Emerging single-cell technologies offer unprecedented opportunities to advance our understanding of MSMO1 biology:

• Single-cell RNA sequencing (scRNA-seq):

  • Map MSMO1 expression across cell types within heterogeneous tissues

  • Identify cell populations where MSMO1 is co-expressed with interaction partners like IDI1

  • Discover novel cellular contexts for MSMO1 function

  • Track expression changes during cellular differentiation or disease progression

• Single-cell proteomics:

  • Quantify MSMO1 protein levels in individual cells

  • Correlate protein expression with activity states

  • Investigate post-translational modifications affecting MSMO1 function

• Spatial transcriptomics/proteomics:

  • Visualize MSMO1 expression patterns within tissue architecture

  • Correlate expression with microenvironmental features

  • Identify spatial relationships with interacting proteins

• CRISPR screens at single-cell resolution:

  • Identify genetic dependencies related to MSMO1 function

  • Discover synthetic lethal interactions

  • Map genetic networks controlling MSMO1 expression

• Single-cell metabolomics:

  • Profile sterol intermediates in individual cells

  • Correlate metabolite levels with MSMO1 expression

  • Track metabolic flux through MSMO1-dependent pathways

These technologies will likely reveal cell type-specific functions of MSMO1 that are currently obscured in bulk analysis methods. They may also identify rare cell populations with unique MSMO1 expression patterns or regulatory mechanisms that could serve as targets for therapeutic intervention.

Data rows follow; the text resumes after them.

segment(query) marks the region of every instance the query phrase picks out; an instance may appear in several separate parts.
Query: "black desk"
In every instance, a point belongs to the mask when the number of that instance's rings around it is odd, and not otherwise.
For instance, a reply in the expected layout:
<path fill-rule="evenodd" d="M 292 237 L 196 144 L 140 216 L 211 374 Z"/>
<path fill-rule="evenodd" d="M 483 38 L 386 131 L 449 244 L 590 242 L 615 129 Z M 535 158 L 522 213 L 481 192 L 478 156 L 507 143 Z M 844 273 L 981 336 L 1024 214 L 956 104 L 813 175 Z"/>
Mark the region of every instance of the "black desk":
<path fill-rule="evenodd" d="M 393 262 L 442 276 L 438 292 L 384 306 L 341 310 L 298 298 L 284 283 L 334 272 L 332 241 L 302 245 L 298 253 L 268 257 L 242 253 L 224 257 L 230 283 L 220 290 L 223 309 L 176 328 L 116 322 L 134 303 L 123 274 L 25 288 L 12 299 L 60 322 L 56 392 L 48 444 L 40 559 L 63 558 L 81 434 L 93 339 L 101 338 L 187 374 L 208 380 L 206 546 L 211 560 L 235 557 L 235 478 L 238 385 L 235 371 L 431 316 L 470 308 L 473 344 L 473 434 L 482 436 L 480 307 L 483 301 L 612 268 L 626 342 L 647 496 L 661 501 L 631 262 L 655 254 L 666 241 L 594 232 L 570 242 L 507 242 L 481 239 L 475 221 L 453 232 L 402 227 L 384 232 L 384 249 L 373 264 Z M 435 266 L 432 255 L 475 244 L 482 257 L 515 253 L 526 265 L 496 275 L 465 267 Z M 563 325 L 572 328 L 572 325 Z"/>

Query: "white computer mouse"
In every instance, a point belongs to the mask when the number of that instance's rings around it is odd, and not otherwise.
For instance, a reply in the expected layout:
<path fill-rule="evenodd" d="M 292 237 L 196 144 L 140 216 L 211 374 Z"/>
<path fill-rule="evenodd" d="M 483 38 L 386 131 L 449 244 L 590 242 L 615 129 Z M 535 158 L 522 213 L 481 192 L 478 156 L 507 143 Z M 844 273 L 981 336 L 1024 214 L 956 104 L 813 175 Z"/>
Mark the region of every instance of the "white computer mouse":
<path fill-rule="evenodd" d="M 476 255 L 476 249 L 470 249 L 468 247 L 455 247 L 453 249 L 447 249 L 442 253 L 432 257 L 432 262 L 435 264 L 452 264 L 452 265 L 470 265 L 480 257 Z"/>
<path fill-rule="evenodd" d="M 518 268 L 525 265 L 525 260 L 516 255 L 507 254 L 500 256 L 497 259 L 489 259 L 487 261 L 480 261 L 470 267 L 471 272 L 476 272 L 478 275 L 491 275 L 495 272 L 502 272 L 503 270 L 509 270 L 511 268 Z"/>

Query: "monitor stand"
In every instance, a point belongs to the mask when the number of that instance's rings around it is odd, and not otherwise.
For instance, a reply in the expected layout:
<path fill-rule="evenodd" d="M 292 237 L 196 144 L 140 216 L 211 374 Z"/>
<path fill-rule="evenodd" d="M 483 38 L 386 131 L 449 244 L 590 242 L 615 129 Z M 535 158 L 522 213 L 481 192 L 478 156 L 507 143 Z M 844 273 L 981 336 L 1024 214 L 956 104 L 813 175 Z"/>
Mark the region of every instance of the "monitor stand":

What research questions remain unanswered regarding MSMO1's role in normal physiology and disease?

Despite significant advances in understanding MSMO1, several important research questions remain unanswered:

• Tissue-specific functions:

  • How does MSMO1 function differ across tissues with varying cholesterol requirements?

  • Are there tissue-specific interaction partners that modulate MSMO1 activity?

  • What compensatory mechanisms exist in tissues with low MSMO1 expression?

• Regulatory mechanisms:

  • How is MSMO1 expression regulated during development and in response to metabolic changes?

  • What transcription factors and epigenetic mechanisms control MSMO1 expression?

  • How does post-translational modification affect MSMO1 activity?

• Cancer biology:

  • Through what mechanisms does MSMO1 overexpression contribute to cancer progression?

  • Is MSMO1's role in cancer primarily related to cholesterol metabolism or does it have non-canonical functions?

  • Why does MSMO1 expression correlate with poor prognosis in cervical cancer ?

• Metabolic disease connections:

  • What is MSMO1's contribution to metabolic disorders such as fatty liver disease ?

  • How does MSMO1 function change in insulin resistance and diabetes?

  • Could MSMO1 be a therapeutic target for metabolic disorders?

• Drug metabolism role:

  • What is the full scope of MSMO1's role in drug metabolism beyond eldecalcitol ?

  • Could polymorphisms in MSMO1 affect drug efficacy or toxicity?

  • Is MSMO1 inducible by xenobiotics through mechanisms similar to cytochrome P450 enzymes?

Addressing these questions will require integrative approaches combining genetics, biochemistry, cell biology, and clinical research. The answers will not only advance our fundamental understanding of cholesterol metabolism but may also reveal new therapeutic opportunities.